Department of Pediatrics, Yale University, New Haven, Connecticut, United States of America.
PLoS One. 2013 Apr 29;8(4):e60560. doi: 10.1371/journal.pone.0060560. Print 2013.
The role and mechanism of action of MIF in hyperoxia-induced acute lung injury (HALI) in the newborn lung are not known. We hypothesized that MIF is a critical regulatory molecule in HALI in the developing lung.
We studied newborn wild type (WT), MIF knockout (MIFKO), and MIF lung transgenic (MIFTG) mice in room air and hyperoxia exposure for 7 postnatal (PN) days. Lung morphometry was performed and mRNA and protein expression of vascular mediators were analyzed.
MIF mRNA and protein expression were significantly increased in WT lungs at PN7 of hyperoxia exposure. The pattern of expression of Angiopoietin 2 protein (in MIFKO>WT>MIFTG) was similar to the mortality pattern (MIFKO>WT>MIFTG) in hyperoxia at PN7. In room air, MIFKO and MIFTG had modest but significant increases in chord length, compared to WT. This was associated with decreased expression of Angiopoietin 1 and Tie 2 proteins in the MIFKO and MIFTG, as compared to the WT control lungs in room air. However, on hyperoxia exposure, while the chord length was increased from their respective room air controls, there were no differences between the 3 genotypes.

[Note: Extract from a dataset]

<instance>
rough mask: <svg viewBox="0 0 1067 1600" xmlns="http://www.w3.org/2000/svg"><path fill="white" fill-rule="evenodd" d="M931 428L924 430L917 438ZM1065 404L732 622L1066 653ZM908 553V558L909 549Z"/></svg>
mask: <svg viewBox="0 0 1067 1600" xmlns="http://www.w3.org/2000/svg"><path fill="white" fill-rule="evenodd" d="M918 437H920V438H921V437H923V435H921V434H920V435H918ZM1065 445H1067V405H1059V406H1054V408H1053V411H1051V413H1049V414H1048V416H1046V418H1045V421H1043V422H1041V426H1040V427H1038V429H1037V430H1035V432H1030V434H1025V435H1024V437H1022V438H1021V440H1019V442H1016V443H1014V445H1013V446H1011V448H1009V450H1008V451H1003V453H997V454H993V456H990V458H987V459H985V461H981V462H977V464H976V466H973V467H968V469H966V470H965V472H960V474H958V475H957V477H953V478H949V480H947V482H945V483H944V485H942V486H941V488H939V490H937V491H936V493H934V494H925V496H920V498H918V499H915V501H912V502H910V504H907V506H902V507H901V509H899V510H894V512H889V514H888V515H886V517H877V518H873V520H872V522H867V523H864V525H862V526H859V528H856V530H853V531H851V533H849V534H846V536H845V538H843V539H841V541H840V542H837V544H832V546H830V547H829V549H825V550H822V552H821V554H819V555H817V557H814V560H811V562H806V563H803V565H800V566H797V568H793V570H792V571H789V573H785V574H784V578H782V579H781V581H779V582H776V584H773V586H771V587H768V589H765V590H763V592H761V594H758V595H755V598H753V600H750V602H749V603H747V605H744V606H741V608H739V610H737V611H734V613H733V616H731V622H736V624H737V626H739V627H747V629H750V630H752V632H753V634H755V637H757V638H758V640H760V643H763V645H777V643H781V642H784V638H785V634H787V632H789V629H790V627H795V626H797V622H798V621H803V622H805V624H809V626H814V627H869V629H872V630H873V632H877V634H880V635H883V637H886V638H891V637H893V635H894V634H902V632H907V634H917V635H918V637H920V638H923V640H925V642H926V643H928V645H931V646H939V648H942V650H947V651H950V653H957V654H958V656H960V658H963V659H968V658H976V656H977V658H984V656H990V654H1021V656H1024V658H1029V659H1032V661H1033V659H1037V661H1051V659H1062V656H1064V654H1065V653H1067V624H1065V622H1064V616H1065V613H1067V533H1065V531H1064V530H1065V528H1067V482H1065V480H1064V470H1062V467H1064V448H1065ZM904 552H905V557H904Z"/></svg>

These data point to the potential roles of Angiopoietins 1, 2 and their receptor Tie2 in the MIF-regulated response in room air and upon hyperoxia exposure in the neonatal lung.

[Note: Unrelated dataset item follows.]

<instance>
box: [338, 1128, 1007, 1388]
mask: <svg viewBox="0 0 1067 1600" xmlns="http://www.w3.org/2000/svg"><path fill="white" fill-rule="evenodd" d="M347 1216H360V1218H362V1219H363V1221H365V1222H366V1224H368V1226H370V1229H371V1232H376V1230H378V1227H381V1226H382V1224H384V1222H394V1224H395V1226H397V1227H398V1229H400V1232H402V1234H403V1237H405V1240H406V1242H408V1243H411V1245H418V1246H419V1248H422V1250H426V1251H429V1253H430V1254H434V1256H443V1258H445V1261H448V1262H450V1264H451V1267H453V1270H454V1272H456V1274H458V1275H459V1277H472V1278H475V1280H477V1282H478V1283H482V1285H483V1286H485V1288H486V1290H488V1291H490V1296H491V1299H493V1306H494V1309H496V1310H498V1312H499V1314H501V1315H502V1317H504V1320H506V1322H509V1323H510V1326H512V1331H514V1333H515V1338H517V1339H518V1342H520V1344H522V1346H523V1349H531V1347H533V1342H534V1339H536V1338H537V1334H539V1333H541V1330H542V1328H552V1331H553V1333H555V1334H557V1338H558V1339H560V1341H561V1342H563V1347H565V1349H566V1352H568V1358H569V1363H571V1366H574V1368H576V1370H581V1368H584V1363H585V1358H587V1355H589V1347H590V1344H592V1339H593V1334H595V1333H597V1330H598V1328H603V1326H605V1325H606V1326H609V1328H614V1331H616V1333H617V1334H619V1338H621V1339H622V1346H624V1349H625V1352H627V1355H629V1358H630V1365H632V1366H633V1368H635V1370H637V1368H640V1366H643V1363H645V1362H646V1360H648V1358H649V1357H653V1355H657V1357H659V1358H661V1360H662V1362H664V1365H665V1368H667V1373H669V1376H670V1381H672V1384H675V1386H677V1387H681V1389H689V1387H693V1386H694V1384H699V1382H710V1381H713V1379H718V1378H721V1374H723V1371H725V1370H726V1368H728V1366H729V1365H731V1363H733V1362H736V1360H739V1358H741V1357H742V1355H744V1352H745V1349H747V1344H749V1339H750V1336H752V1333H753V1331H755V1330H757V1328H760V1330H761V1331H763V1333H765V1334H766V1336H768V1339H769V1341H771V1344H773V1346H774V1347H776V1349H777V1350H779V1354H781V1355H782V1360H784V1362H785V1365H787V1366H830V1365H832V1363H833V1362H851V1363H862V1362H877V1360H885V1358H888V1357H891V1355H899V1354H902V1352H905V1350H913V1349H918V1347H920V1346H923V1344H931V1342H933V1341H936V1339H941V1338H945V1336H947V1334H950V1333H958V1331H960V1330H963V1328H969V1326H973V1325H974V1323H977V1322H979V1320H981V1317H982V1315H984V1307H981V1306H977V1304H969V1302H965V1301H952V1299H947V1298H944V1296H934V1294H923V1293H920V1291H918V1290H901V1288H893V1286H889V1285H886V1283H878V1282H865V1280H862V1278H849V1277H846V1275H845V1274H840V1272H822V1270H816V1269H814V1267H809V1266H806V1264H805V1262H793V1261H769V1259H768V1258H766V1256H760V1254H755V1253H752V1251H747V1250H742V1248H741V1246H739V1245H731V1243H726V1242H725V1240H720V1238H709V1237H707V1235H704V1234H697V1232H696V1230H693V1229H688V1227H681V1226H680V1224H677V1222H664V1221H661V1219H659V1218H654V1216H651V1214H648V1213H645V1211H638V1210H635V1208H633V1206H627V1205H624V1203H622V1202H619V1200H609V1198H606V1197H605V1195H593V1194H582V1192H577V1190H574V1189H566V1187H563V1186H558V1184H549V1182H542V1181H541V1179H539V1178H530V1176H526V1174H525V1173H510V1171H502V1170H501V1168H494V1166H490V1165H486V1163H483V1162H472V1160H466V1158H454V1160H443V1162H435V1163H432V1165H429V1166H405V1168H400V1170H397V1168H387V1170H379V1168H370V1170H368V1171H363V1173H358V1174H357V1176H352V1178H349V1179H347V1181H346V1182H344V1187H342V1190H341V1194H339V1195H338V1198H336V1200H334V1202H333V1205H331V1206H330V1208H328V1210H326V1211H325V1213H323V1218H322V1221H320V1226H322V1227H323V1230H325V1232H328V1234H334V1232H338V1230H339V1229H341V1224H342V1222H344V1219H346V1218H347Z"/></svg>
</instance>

MIF 在新生肺高氧诱导的急性肺损伤(HALI)中的作用和作用机制尚不清楚。我们假设 MIF 是发育中肺 HALI 的关键调节分子。
我们在常氧和高氧暴露下研究了新生野生型(WT)、MIF 敲除(MIFKO)和 MIF 肺转基因(MIFTG)小鼠,共 7 天。进行肺形态计量学检查,并分析血管介质的 mRNA 和蛋白表达。

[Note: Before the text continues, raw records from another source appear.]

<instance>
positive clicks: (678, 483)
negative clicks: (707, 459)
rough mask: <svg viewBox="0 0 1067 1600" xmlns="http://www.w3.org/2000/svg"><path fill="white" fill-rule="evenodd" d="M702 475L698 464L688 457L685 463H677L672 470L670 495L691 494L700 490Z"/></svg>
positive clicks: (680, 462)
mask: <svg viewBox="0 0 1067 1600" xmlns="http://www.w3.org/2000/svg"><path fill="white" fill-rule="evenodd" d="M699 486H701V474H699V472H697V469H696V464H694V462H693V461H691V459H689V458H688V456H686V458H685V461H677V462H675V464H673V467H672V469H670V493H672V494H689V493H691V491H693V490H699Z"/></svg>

MIF 在高氧暴露的 WT 肺中在第 7 天的 mRNA 和蛋白表达显著增加。血管生成素 2 蛋白的表达模式(MIFKO>WT>MIFTG)与第 7 天高氧时的死亡率模式(MIFKO>WT>MIFTG)相似。在常氧下,MIFKO 和 MIFTG 与 WT 相比,有适度但显著增加的索长。这与 MIFKO 和 MIFTG 肺中血管生成素 1 和 Tie 2 蛋白的表达减少有关,与常氧下的 WT 对照肺相比。然而,在高氧暴露下,尽管索长与其各自的常氧对照相比有所增加,但 3 种基因型之间没有差异。
这些数据表明,血管生成素 1、2 及其受体 Tie2 在 MIF 调节的反应中具有潜在的作用,无论是在常氧下还是在新生肺的高氧暴露下。